Y allí, entre las devotas, estaba doña Josefa Marmanillo, mas conocida como doña Pepa. Una esclava cañetana, que al verse aquejada por la parálisis, acudió al señor de los milagros para curar sus males. Al final, su fe y devoción fue recompensada, siendo curada y ella en agradecimiento, decide preparar un dulce delicioso y colorido, que ofrecía a todos los feligreses en cada salida del señor de los milagros, de manera que poco a poco fue conocido como el rico turrón de doña Pepa.

Un turrón que antes solíamos encontrarlo solo en los alrededores de la iglesia de las nazarenas, donde descansa todo el año el señor de los milagros, pero que ahora podemos encontrar por toda la ciudad, y porque no, animarnos a hacerlo en casa. Aquí una receta sencilla.

Mezclamos un kilo de harina, con medio kilo de manteca o si no encuentra entonces de mantequilla, con diez yemas y y dos cucharaditas de polvo de hornear. Añadimos una taza de leche evaporada, granos de anís al gusto y pizca de sal. Amasamos y dejamos reposar.

Dividimos la masa en tiras y hacemos bastones largos del grosor de un dedo, dependiendo del dedo claro está. Horneamos los bastones en fuente engrasada a fuego medio por unos 30 minutos.

Para la miel, colocamos unas cuatro bolas de chancaca, con un litro de agua, canela, clavo, anís, hojas de higos, piña, naranja y membrillo picado.

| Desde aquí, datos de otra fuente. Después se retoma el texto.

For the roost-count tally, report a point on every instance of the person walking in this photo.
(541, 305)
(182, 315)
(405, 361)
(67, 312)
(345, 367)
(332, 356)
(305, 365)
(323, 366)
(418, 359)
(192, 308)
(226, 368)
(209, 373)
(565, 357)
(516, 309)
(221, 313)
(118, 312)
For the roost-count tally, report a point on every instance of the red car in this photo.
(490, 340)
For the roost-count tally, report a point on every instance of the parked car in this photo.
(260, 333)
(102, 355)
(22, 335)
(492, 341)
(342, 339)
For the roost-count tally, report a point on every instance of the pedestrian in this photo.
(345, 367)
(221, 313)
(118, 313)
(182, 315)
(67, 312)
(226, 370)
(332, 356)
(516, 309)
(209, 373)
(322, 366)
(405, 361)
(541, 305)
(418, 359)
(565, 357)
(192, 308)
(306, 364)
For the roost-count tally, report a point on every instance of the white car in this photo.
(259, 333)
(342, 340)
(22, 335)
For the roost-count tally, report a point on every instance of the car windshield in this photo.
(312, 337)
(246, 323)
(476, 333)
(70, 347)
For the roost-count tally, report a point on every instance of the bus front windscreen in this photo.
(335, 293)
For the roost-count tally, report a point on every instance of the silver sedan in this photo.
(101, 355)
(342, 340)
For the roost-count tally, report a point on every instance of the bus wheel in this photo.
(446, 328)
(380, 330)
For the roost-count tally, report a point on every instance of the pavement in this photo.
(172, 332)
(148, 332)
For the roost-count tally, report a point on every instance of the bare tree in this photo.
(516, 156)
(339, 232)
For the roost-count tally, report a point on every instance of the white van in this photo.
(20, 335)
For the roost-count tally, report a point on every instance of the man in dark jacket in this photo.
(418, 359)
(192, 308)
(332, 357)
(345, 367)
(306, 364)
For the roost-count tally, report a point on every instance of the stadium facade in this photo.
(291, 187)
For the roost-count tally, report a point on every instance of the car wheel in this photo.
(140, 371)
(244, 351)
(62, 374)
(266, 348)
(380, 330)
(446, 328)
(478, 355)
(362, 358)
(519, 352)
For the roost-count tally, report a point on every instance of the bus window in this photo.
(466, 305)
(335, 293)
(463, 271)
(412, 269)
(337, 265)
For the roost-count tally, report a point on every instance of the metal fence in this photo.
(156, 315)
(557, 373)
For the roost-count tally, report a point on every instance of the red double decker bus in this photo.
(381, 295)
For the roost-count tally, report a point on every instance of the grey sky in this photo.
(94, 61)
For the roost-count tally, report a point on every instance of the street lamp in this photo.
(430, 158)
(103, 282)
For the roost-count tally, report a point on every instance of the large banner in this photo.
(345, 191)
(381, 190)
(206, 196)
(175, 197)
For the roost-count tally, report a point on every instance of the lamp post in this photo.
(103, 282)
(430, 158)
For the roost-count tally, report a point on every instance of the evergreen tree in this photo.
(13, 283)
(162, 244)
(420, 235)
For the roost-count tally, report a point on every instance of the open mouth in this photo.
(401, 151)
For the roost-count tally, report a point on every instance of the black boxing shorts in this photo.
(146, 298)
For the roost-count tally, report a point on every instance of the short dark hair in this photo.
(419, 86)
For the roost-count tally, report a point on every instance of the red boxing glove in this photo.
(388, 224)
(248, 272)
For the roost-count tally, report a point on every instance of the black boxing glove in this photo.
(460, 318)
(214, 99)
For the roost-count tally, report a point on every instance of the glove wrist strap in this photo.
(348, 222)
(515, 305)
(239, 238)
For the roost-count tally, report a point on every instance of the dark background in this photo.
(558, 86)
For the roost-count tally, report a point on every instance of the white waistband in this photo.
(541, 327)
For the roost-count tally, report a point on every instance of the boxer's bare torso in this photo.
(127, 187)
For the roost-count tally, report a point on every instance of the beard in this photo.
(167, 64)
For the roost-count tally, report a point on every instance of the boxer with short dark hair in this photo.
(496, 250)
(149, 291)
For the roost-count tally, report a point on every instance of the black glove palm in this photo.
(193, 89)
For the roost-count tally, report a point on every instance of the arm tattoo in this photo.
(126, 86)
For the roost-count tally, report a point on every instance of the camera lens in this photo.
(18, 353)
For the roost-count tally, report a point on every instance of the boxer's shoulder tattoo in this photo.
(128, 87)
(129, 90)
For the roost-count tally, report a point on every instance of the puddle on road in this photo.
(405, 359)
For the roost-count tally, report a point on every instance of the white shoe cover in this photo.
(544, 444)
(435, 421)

Se deja cocinar moviendo todo el tiempo y luego se cuela. Se vuelve a cocinar hasta que coja punto de miel.

Estamos listos, para armarlo, colocando los bastones como base, echando la miel encima, nuevamente otra capa de bastones pero en sentido cruzado y nuevamente la miel. Hacemos tres capas. Al final lo espolvoreamos con las grajeas de colores y listo.